US: Washington Post journalist Bob Woodward has revealed that a senior official in the Bush administration told him the identity of a CIA undercover officer a month before it was exposed publicly.
The Pulitzer prizewinner, who is best known for his role in exposing the Watergate scandal, was questioned under oath on Monday by Patrick Fitzgerald, the special counsel investigating the leaking of Valerie Wilson's identity.
Vice-president Dick Cheney's former chief of staff, Lewis "Scooter" Libby, has been charged with perjury and obstructing justice by lying to investigators about his part in leaking the name to journalists.
Mrs Wilson's husband, former ambassador Joseph Wilson, is a White House critic who helped to debunk bogus claims that Saddam Hussein tried to import nuclear materials from Niger.

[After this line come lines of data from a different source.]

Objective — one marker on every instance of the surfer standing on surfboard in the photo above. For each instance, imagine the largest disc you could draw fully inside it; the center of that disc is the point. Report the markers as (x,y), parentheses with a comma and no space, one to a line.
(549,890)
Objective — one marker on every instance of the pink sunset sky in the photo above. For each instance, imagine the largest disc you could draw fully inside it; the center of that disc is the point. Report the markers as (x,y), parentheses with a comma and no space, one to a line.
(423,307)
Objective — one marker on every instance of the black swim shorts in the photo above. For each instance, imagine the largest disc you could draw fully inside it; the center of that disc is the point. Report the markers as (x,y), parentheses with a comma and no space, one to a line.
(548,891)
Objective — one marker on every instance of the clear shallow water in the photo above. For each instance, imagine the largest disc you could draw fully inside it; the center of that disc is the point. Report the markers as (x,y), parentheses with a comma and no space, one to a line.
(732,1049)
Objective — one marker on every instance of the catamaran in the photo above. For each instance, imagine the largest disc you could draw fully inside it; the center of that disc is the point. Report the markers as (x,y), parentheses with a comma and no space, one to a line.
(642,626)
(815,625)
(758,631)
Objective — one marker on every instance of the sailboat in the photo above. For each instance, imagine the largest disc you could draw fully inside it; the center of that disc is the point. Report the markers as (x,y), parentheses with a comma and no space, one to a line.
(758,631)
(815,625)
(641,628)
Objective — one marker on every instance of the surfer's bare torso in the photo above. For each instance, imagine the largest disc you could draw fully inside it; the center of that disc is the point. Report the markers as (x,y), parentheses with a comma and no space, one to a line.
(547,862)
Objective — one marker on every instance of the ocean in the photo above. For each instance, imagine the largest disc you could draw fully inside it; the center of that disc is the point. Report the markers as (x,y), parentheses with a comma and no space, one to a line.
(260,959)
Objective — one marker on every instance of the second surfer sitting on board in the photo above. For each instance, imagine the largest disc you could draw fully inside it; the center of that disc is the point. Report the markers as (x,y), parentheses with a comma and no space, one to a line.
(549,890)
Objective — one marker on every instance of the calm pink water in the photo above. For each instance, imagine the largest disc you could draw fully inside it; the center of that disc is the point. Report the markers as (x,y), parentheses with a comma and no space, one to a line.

Neither Mr Woodward nor his newspaper identified the "senior administration official" who told him in June 2003 that Mrs Wilson was a spy. Mr Woodward said he does not believe he discussed Mrs Wilson with Mr Libby and a spokesman for President Bush's top political adviser Karl Rove said that Mr Rove did not speak to Mr Woodward about the CIA officer.
Mr Woodward did not tell his senior editors until last month that an administration official had told him about Mrs Wilson before Mr Libby is alleged to have leaked her identity to journalists.
Mr Woodward claims he told Washington Post reporter Walter Pincus that Mrs Wilson was a CIA analyst dealing with weapons of mass destruction.
But Mr Pincus told the newspaper that he has no recollection of any such conversation, and that he cannot imagine that he would have forgotten it. Mr Woodward, who has written two books about the Bush administration and is working on a third, has criticised the CIA leak investigation, describing Mr Fitzgerald as a "junkyard dog prosecutor".
The day before Mr Libby was indicted, Mr Woodward told CNN's Larry King that he saw no evidence of criminal intent behind the leak.
"This began not as somebody launching a smear campaign . . . when the story comes out I'm quite confident we're going to find out that it started kind of as gossip, as chatter."
In other interviews, Mr Woodward has played down the damage done by leaking Mrs Wilson's identity, claiming that no CIA operatives were exposed because of it.
"When I think all of the facts come out in this case, it's going to be laughable because the consequences are not that great," he told National Public Radio.